Mas o mais importante era outra coisa: tornava aquele território livre do controlo feudal directo. Era, na prática, o momento em que uma povoação deixava de ser propriedade de um senhor e passava a ter existência administrativa própria, com regras escritas e direitos garantidos.
Para uma localidade medieval, receber Foral era o equivalente a nascer oficialmente. Tudo o que viesse antes era pré-história administrativa.
O contexto: uma reconquista em marcha
Em 1055, o Califado de Córdova estava em fragmentação — o processo que daria origem aos reinos de taifas, mais pequenos e mais vulneráveis às forças cristãs do norte. Fernando Magno, rei de Leão, aproveitou o momento para uma campanha na região da Beira. Seia foi a primeira grande conquista. Seguiram-se outras.
Em 1057, Viseu, Lamego e Tarouca já estavam sob domínio cristão. A campanha avançou, com uma pausa, até à conquista de Coimbra em 1064 — fixando a linha da Reconquista no Mondego.
Mas conquistar território não basta. É preciso consolidá-lo, organizá-lo, garantir que as pessoas que ali vivem têm razões para ficar e regras claras para seguir.
Foi nesse contexto de consolidação que surgiu o Foral de São João da Pesqueira — não como um gesto isolado, mas como parte de uma estratégia mais ampla de fixação de população numa fronteira que tinha acabado de mudar de mãos.
Então porque é que ainda se diz Ponte de Lima?
A confusão tem uma explicação razoável.

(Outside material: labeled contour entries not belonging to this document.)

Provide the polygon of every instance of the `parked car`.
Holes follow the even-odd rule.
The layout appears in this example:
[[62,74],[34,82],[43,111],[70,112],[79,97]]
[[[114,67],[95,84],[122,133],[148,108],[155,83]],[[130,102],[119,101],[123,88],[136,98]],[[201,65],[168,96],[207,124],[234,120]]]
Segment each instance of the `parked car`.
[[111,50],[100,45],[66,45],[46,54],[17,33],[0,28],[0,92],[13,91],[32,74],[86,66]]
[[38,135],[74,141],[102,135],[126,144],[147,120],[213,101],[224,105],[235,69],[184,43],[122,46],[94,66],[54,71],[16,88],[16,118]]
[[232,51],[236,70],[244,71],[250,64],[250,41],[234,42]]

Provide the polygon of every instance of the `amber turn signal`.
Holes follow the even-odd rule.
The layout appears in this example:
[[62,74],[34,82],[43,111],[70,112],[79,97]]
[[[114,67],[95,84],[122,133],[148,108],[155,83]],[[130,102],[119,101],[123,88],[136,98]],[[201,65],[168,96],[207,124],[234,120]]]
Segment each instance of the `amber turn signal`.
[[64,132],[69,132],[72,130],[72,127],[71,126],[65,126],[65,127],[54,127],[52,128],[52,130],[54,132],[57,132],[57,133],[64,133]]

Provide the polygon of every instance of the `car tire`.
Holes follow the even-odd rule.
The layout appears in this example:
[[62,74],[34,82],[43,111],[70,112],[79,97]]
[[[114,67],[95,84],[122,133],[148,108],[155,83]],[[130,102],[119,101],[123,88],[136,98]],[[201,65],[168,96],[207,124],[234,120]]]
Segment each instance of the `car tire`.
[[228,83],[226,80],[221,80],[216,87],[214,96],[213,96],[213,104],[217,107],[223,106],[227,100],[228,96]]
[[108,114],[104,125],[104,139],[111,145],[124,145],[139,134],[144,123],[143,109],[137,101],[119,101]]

O Foral de Ponte de Lima contém uma referência à proteção dada a quem vier à feira local — o que torna a feira de Ponte de Lima a mais antiga referenciada em documento.
Mas referência documental não é o mesmo que existência real. Coimbra, Constantim, Viseu, Guimarães e outras localidades que receberam Foral antes de Ponte de Lima provavelmente já tinham as suas próprias feiras, simplesmente sem menção escrita que tenha sobrevivido.
A história tem este problema recorrente: o que ficou registado por escrito tende a ser tratado como o que aconteceu primeiro, mesmo quando a realidade é mais antiga do que o papel.
Isto não tira nada a Ponte de Lima
Vale a pena ser claro: Ponte de Lima continua a ser uma das mais belas e antigas povoações de Portugal, com uma feira que ultrapassou há muito os limites do concelho e uma história rica e bem preservada. O título de “mais antiga” é apenas um detalhe técnico de datação documental — não uma medida de importância ou de beleza.
Mas São João da Pesqueira tem o seu próprio mérito, e é onde o Douro se mostra com todo o esplendor que lhe deu fama mundial.
É também, com a honestidade que os documentos permitem, a vila mais antiga de Portugal — um título que praticamente ninguém lhe atribui, e que está escrito em pergaminhos confirmados por quatro reis diferentes ao longo de séculos.